The truth is that we can’t actually live by faith if we’re not willing to wander the desert. That’s where our faith is. It’s not in saying prayers where we are with no intent on moving or changing. It’s not taking a step or two outside our comfort zone and running back to it. It’s not found in arriving at the destination and getting everything we want or hope for. Our faith is in the fog. It’s the unknowns, the uncertainties, the wrestling with unlearning everything we thought we knew and setting our hearts to considering things that seem foreign.

Faith is hard, and it should be! It should make us uncomfortable as it burns away the lives we’ve always lived. It should shake our world apart so that every bit of evil and wickedness is brought to the surface where it’s stripped away. Faith is about losing all we are and all we know and all we have in exchange for hope. It’s looking at everything we have and admitting that it’s not what we need and finding a courage to let it all go in hopes that Jesus really did go to prepare a place for us that’s better than this one. It’s taking off into a life of struggle and pain that makes no sense and offers very little respite or reward in this trust that our reward comes later.
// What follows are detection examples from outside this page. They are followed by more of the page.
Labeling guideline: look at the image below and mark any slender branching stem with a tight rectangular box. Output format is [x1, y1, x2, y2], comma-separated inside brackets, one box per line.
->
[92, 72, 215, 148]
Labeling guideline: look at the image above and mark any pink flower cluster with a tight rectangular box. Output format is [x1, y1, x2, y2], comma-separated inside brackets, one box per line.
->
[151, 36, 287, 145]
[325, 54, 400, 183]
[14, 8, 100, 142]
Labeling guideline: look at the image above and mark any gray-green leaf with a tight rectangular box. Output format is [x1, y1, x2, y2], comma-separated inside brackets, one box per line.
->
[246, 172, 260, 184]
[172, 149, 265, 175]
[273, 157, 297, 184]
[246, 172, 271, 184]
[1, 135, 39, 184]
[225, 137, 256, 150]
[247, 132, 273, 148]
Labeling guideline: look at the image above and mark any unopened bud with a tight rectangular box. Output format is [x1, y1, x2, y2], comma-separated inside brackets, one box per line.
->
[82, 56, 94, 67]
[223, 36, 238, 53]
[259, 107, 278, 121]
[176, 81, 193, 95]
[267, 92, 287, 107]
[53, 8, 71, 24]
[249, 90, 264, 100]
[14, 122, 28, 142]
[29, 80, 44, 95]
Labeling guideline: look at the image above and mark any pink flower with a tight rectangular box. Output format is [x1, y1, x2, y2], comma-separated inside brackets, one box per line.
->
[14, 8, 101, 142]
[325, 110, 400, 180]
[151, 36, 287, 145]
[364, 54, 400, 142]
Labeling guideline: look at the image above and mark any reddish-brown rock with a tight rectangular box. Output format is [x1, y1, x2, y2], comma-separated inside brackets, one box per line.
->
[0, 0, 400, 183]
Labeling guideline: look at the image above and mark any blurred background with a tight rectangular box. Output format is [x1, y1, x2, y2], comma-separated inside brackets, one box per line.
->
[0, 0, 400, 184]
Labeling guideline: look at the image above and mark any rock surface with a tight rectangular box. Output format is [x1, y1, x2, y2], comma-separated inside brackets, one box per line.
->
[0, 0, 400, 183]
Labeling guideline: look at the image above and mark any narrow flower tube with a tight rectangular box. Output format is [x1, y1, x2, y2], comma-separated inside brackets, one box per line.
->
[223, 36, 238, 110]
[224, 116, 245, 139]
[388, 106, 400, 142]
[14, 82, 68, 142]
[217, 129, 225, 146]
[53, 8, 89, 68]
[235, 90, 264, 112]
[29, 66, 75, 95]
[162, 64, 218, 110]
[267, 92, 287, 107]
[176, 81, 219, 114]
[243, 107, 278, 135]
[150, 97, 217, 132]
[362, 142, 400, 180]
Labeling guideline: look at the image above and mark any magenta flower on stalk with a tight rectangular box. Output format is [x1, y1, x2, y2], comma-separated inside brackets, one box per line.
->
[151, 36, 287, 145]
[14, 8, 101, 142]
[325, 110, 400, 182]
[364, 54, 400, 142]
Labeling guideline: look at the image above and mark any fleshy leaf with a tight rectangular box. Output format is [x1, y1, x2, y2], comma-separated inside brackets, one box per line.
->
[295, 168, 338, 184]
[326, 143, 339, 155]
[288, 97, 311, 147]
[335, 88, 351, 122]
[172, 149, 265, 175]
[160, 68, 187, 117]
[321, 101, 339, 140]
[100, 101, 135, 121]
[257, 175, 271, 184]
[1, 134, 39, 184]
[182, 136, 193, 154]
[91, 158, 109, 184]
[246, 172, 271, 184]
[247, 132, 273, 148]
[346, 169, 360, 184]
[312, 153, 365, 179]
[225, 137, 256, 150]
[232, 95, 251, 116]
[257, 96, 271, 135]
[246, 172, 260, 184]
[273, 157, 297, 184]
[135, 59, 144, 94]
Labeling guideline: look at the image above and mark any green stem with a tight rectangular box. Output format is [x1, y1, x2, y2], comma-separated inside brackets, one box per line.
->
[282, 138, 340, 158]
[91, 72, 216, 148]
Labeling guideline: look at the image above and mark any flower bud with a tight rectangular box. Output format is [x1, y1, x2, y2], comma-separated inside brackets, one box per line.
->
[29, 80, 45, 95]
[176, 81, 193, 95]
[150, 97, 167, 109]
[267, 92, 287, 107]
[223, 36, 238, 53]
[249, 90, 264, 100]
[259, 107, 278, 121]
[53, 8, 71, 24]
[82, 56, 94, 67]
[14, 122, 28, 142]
But we always stop well short of learning that as we have such a desire for our lives to remain easy that we’ll forfeit anything it takes to make them simple. I think what we need to come to terms with is that faith isn’t meant to fit our lives. Faith is meant to change our lives. We don’t grow if we’re not rained on. We don’t lose the chaff if we’re not thrown to the wind. We can’t shake off the dross that’s accumulated on our hearts without being led through the refining fire.

Friends, the Bible is filled with stories of people who lost. They lost friends. They lost neighbors. They lost homes. They lost jobs. They lost possessions. They lost battles. They lost nations. They lost family. They lost freedom. They lost safety. They lost their lives. Faith opens for us a door to an eternity filled with so much to gain that it blows our minds. But we can’t forget that that door is at the end of this road and that it is truly narrow, so narrow that we simply can’t bring anything with us when we pass through it.

We have to be willing to lose. This time we’ve been given in this world is our time to lose. We have to learn to lose every worldly desire, every creature comfort, every selfish goal, every ideal dream, every plan, every hope, every single thing of this world that has held a grip on us. We can’t keep trying to gain something here and cling to the assumption that we can take it with us. There is no room for baggage on this ride, because anything that we think is so important that we just can’t let it go is something that will remain between us and fully surrendering our lives to following Christ.

I said in a post a while back that we can’t fully understand what we have to gain until we let go of everything we have. Gotta get it out of the way. We have to be willing to completely empty our lives of everything else in order for Christ to have enough room to do what He needs to do to lead us where we truly hope to be. Don’t let anything remain between you and Him. Anything from this place that we continue to hold onto is keeping us here. If this is where you want to stay, then have at it. But if we want to see what He can do, where He can lead, and what this whole faith thing can mean, we have to let go of this place and everything in it.

Faith isn’t found in wanting something better but still being attached to what we have. Faith is in the desert where we have nothing to cling to but hope in a distant promise that will take us a lifetime to finally reach.